Ulster Grand Prix

Ulster Grand Prix


Big Balls needed

Hinter der Irischen See geht's beim Ulster Grand Prix very british zu: Das Straßenrennen mit fast hundertjähriger Tradition rühmt sich des Titels "The World's Fastest Road Race".

Schon mal was von Dundrod gehört? Wohl kaum, dieser kleine Ort in Nordirland, westlich im Hügelland von Belfast gelegen, dürfte nur Insidern bekannt sein: Dundrod ist nämlich Schauplatz des jährlich ausgetragenen Ulster Grand Prix, eines Straßenrennens, wie es authentischer – und britischer, obwohl auf der irischen Insel gelegen  – nicht sein könnte. Dabei kann die vom Dundrod & District Motorcycle Club ausgerichtete Veranstaltung auf eine ziemlich lange Tradition zurück blicken: Das erste Rennen wurde schon 1922 gestartet, und von 1953 bis 1971 zählten die Läufe des Ulster GP sogar zur Motorrad-Weltmeisterschaft. 

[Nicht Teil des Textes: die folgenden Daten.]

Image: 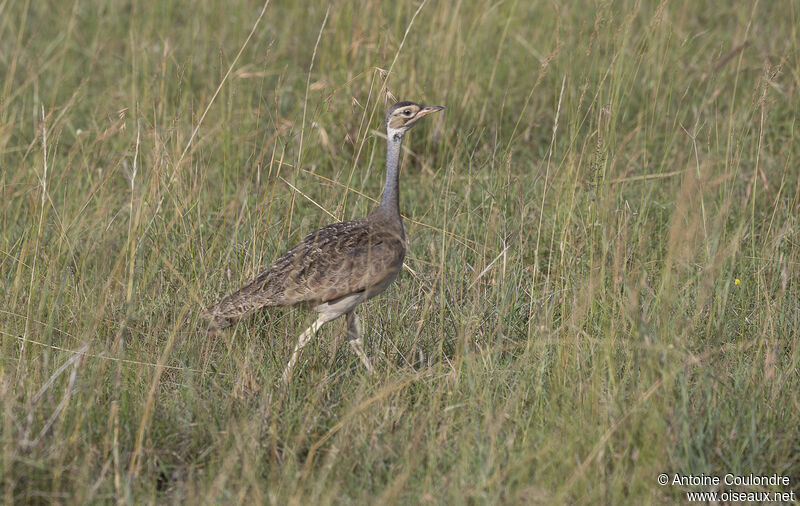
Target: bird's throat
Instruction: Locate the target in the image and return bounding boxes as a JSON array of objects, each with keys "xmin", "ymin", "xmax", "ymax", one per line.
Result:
[{"xmin": 380, "ymin": 135, "xmax": 403, "ymax": 218}]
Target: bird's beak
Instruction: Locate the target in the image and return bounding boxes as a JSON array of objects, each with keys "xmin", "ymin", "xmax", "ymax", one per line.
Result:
[{"xmin": 417, "ymin": 105, "xmax": 444, "ymax": 118}]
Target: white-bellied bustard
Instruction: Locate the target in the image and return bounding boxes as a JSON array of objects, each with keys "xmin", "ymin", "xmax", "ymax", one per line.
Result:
[{"xmin": 203, "ymin": 102, "xmax": 444, "ymax": 382}]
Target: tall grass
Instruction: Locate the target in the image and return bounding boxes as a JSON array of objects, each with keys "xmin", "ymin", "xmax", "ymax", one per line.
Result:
[{"xmin": 0, "ymin": 0, "xmax": 800, "ymax": 504}]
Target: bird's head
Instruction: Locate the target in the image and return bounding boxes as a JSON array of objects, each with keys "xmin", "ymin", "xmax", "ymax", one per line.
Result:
[{"xmin": 386, "ymin": 101, "xmax": 444, "ymax": 140}]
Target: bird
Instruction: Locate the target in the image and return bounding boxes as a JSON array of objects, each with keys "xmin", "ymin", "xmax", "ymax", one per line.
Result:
[{"xmin": 202, "ymin": 101, "xmax": 444, "ymax": 383}]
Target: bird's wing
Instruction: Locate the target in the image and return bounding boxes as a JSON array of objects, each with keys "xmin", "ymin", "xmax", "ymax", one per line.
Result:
[
  {"xmin": 263, "ymin": 219, "xmax": 405, "ymax": 304},
  {"xmin": 204, "ymin": 218, "xmax": 405, "ymax": 327}
]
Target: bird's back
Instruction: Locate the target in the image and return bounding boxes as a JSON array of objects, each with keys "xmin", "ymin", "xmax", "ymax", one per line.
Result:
[{"xmin": 206, "ymin": 212, "xmax": 405, "ymax": 326}]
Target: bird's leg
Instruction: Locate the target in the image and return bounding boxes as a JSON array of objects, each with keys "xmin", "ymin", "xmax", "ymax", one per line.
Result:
[
  {"xmin": 347, "ymin": 311, "xmax": 372, "ymax": 372},
  {"xmin": 281, "ymin": 314, "xmax": 332, "ymax": 384}
]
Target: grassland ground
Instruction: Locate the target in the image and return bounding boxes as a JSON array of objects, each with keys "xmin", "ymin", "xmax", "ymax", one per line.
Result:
[{"xmin": 0, "ymin": 0, "xmax": 800, "ymax": 504}]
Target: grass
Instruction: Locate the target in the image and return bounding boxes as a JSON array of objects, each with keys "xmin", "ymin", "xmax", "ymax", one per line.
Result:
[{"xmin": 0, "ymin": 0, "xmax": 800, "ymax": 504}]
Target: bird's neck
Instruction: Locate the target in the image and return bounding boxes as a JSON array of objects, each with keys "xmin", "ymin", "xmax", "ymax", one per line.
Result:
[{"xmin": 379, "ymin": 134, "xmax": 403, "ymax": 218}]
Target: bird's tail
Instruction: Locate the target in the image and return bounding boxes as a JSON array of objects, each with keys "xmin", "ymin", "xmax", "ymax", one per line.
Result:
[{"xmin": 200, "ymin": 280, "xmax": 271, "ymax": 331}]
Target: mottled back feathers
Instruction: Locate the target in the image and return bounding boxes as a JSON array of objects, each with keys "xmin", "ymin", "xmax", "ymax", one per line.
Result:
[{"xmin": 204, "ymin": 208, "xmax": 405, "ymax": 328}]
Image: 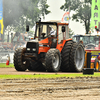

Deshalb finden sich in den Starter- wie Siegerlisten eine Vielzahl illustrer Namen, denn alle waren sie hier: Von Agostini über Phil Read, Jarno Saarinen, John Surtees und Mike Hailwood bis Heinz Rosner, der hier auf MZ viel Beachtung fand. Doch 1972 war es erst einmal vorbei mit dem internationalen Flair, der Ulster GP wurde ein Opfer der bürgerkriegsähnlichen Unruhen zwischen den protestantischen Engländern und den separatistischen Katholiken, die für einen Anschluss Nordirlands an Irland kämpfen. Das im Oktober des Vorjahres bei einem Brandanschlag verwüstete Gebäude des Clubs war letzten Endes der Auslöser den Ulster GP vom WM-Kalender zu streichen – ein Großer Preis in einem von den "Troubles" beherrschten Land war dem GP-Tross ein zu großes Risiko.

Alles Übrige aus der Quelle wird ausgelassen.